The main thing you want though from a motorhome is surely excellent general construction and longevity, everyone wants a good payload but to sacrifice this for paper thin, weak construction is surely not the way forward.

Paul.


----------



## transitional

All the talk of grp not being strong enough means I have to comment. I raced sidecar outfits for 27 years and always made my own fairings. If it is laid up carefully by hand and rolled after each coat with strips of woven roving put in it is far stronger and a greater tensile strength weight for weight than steel or aluminium.
I have moved a spinning sidecar outfit out of my way at speed (no where else to go and he was leading) and still won the race with the fairing in one piece. Yes it did crack the gelcoat though.


----------



## johnnybiker

I have owned three motorhomes and my current 18 month old Autotrail Cherokee is by far the poorest in terms of quality particularly the roof where I have had two leaks in the first 18 months of ownership and now have stress cracks in the gel coating. I put in a warranty claim through Brownhills for the stress cracks and got the following response from them

_have had a response from MB&G with reference to your claim and they have informed me that they have rejected your claim for the cracks as they do not deem the cracks as structural, if you wish to discuss this further than their telephone number is 0191 2590647

I would have expected this sort of response if I had bought a £20 model motorhome but not on something that cost in excess of £50k. It doesn't say much about customer service or aftercare from either Brownhills, Autotrail or MB&G the warranty insurers, none of them seem to want to take responsibility for a defective and poorly made and designed product.

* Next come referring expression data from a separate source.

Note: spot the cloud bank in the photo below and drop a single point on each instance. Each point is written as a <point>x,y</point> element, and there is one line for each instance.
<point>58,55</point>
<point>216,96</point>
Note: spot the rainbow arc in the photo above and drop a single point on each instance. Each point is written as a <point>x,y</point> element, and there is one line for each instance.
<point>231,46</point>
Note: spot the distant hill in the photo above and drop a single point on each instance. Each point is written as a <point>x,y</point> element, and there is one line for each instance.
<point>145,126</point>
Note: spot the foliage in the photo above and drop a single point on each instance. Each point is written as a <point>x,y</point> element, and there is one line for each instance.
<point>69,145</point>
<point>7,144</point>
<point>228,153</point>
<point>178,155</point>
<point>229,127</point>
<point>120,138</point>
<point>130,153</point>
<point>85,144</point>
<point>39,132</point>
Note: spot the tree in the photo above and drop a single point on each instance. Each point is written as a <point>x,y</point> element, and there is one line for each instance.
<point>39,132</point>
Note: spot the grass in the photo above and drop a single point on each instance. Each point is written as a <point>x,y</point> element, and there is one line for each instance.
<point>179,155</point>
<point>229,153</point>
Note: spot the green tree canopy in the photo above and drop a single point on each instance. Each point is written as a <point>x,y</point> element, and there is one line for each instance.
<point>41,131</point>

Won't be buying another Autotrail._


----------



## erneboy

I moved away from buying Autotrails a few years ago because our one year old Mohican (2007 model) was leaking in three places through the roof and letting water up inside the rear panel and delaminating the finish in the rear wall of the bathroom. There were other problems but those were the major ones, Alan.


----------



## jedi

I've had leaks tackled 3 times in my present Autotrail. The roof being the main culprit where the grp meets the aluminium. Water pools along the join and last year poured down the inside walls. 
On the first occasion the dealer, in Dereham, 'repaired' the leak in about an hour by digging out some old sealant and squeezing in new (enough said) on the warranty.

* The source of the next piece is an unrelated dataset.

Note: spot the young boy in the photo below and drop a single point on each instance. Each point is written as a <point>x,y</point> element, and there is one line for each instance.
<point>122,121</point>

This year I took the van to a caravan service business. They removed the offending strip and resealed the joint properly. I've learned to avoid motorhome dealers for repairs after a string of bad experiences and high prices.

I happened to see an exact same version of my van last month - same model, same year, same layout, same upholstery and SAME water ingress damage in same locations.

Buyer beware!

Jed


----------